LA CADUTA DI AHMADINEJAD - Ma non erano stati presi in considerazione due fattori: il primo, che quasi tutti gli altri sistemi economici avrebbero superato la crisi assai più malconci degli Stati Uniti. I Paesi che più vigorosamente avevano criticato l'America - Russia e Venezuela - ne erano usciti con le ossa rotte. Il secondo, che la presidenza di Barack Obama avrebbe risollevato enormemente la reputazione internazionale americana. ….. Se occorrevano prove per dimostrare che la costituzione americana era più che mai attuale, che l'America aveva scontato il suo peccato originale della discriminazione razziale, che gli americani erano pragmatici, non seguaci di ideologie, la dimostrazione era sotto gli occhi di tutti.

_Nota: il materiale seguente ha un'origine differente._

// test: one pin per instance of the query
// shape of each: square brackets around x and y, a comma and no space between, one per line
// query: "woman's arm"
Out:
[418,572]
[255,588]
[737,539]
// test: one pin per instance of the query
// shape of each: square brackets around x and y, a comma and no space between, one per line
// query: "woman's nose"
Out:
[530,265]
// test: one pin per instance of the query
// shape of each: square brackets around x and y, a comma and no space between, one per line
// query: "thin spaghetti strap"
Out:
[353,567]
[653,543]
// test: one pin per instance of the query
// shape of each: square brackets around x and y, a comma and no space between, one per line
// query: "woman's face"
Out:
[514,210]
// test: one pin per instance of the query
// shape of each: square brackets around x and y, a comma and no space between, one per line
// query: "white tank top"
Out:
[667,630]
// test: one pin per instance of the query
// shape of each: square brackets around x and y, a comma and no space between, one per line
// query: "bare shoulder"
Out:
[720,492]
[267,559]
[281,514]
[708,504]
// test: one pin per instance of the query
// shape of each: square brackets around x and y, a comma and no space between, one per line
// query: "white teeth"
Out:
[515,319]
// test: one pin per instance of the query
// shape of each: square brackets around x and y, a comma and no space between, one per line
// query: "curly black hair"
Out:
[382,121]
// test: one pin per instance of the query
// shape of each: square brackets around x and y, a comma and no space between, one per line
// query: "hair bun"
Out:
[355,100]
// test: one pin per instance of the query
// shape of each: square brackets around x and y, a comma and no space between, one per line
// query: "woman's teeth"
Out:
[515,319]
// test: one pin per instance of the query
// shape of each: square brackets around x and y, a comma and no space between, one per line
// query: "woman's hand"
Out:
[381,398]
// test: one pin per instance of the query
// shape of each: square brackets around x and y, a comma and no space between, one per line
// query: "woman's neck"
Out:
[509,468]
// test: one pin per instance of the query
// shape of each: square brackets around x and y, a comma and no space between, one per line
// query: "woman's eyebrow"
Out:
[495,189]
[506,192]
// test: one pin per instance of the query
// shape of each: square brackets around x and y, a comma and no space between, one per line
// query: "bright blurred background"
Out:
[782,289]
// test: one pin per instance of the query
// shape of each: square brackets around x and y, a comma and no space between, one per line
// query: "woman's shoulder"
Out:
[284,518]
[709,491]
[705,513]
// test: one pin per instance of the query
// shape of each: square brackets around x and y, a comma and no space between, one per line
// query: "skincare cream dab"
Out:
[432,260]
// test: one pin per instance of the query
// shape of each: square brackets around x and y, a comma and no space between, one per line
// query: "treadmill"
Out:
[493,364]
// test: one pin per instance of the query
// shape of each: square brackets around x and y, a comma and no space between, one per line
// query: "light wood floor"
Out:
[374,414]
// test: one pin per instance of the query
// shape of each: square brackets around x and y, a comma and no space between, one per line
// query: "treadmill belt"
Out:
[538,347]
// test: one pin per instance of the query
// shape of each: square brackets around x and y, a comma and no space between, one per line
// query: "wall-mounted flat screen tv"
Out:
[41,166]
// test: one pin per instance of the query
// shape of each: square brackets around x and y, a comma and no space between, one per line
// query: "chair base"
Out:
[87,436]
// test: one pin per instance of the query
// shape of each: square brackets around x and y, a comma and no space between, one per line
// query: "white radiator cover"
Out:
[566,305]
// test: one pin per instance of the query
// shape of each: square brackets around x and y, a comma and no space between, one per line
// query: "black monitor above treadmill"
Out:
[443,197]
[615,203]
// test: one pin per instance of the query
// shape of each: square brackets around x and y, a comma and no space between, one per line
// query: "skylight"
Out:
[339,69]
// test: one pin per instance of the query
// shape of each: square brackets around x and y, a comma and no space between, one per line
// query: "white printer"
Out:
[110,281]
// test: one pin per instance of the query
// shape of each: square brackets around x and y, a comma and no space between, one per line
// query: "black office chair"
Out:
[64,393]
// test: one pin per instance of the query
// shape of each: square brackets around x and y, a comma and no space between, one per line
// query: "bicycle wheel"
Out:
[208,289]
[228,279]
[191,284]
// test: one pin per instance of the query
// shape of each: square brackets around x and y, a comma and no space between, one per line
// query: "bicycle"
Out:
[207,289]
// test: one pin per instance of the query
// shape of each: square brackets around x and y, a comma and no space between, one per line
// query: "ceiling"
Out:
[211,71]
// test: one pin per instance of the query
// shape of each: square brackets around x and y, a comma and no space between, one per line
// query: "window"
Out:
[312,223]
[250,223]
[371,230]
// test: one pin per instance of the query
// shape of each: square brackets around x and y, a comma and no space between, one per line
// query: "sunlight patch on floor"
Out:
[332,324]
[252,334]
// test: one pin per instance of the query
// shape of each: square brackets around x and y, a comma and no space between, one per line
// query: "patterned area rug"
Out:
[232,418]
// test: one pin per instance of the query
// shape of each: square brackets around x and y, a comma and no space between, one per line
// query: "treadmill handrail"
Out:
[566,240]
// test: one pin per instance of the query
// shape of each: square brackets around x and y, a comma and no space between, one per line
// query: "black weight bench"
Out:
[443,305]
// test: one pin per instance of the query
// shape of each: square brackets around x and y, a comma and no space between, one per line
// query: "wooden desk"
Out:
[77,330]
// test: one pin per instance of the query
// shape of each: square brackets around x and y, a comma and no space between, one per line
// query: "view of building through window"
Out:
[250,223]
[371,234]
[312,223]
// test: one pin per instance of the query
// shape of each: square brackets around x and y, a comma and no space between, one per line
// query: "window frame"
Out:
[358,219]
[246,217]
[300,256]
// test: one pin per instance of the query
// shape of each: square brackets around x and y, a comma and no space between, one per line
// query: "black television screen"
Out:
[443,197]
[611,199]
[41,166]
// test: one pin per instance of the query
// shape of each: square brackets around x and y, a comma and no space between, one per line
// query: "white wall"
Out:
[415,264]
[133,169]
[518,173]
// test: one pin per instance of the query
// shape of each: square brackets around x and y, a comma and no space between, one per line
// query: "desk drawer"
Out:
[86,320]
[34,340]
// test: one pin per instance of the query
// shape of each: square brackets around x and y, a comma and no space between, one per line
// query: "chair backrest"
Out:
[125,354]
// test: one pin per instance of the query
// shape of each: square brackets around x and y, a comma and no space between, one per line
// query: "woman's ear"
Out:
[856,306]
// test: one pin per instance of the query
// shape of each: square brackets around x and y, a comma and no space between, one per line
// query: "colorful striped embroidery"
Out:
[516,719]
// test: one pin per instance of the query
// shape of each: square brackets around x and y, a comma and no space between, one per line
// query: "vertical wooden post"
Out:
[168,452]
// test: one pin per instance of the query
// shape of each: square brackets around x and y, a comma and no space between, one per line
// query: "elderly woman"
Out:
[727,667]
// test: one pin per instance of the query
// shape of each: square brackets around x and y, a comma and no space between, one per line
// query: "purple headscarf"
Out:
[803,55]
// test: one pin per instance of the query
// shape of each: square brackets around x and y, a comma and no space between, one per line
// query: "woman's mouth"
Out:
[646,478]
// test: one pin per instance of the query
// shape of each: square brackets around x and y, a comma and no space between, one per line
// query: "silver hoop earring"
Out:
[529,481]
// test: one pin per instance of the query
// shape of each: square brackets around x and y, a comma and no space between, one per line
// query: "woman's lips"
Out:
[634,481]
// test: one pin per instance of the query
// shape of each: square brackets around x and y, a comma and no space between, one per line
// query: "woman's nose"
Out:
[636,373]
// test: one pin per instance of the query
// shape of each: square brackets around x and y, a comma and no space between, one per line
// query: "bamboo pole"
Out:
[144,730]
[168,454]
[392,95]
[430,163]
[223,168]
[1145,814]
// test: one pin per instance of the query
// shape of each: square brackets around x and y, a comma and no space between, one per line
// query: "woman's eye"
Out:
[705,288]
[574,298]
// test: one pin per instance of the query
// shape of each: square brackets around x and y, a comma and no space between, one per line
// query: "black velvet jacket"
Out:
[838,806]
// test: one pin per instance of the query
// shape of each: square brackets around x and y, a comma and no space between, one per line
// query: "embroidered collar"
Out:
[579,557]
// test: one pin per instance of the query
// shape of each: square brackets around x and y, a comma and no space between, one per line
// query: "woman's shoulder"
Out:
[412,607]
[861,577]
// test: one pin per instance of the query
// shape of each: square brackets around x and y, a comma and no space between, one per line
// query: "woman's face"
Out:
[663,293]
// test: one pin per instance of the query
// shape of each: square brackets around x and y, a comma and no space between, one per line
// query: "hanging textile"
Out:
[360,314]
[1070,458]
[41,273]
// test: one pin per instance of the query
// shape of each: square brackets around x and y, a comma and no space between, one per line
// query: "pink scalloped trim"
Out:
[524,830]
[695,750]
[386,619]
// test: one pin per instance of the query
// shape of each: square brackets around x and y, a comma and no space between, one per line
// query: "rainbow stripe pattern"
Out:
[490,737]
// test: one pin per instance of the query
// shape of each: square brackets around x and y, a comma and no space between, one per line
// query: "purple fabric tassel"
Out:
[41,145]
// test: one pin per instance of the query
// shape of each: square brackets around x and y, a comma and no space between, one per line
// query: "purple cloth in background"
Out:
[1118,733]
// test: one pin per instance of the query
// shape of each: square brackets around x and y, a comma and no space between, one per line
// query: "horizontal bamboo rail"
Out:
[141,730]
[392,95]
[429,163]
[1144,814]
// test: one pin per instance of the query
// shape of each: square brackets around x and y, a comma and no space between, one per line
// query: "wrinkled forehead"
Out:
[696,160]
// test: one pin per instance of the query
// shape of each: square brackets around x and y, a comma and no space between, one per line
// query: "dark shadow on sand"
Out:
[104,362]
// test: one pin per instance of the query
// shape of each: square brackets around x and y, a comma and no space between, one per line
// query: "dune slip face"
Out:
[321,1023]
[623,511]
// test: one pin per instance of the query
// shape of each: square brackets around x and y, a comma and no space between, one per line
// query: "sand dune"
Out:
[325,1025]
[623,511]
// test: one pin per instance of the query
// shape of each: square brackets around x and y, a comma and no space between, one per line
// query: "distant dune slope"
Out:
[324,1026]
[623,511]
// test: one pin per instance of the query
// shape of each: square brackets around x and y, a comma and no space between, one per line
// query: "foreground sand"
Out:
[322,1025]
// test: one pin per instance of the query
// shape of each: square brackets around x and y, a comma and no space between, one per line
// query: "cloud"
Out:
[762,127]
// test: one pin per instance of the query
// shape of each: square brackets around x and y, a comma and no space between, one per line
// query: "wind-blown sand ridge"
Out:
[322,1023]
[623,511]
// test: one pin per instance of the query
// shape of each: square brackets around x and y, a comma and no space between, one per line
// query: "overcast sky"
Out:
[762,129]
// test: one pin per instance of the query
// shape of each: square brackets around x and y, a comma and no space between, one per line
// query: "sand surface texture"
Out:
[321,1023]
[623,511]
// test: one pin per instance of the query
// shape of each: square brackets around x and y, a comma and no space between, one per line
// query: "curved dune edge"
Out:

Non tanto che il nuovo «New Deal» di Obama - annunciato dopo l'allontanamento dei clintoniani a inizio settembre - avesse prodotto un miracolo economico (nessuno se lo aspettava), quanto piuttosto che l'acquisizione federale delle grandi banche e la conversione di tutti i debiti ipotecari delle famiglie in nuovi titoli «Obama » a cinquant'anni segnalavano una stupefacente audacia da parte del nuovo presidente. Lo stesso poteva dirsi della decisione di Obama di volare a Teheran a giugno, una decisione che ha guastato i rapporti con Hillary Clinton, i cui sostenitori non si sono mai ripresi dalla vista dell'ex candidata presidenziale avvolta nel velo islamico. Non che la cosiddetta «apertura all'Iran» abbia prodotto grandi miglioramenti in Medio Oriente (nessuno se lo aspettava). Ma il solo gesto, come la visita di Richard Nixon in Cina nel 1972, simboleggiava la volontà di Obama di riconsiderare le basi stesse della strategia globale americana. E la caduta del presidente iraniano Mahmoud Ahmadinejad - seguita subito dopo dalla rinuncia al programma di armamenti nucleari - è stata una ricompensa meritata. Con l'economia a pezzi, i pragmatici di Teheran si sono dichiarati pronti a fare la pace con il «Grande Satana», in cambio di investimenti indispensabili alla ripresa del paese.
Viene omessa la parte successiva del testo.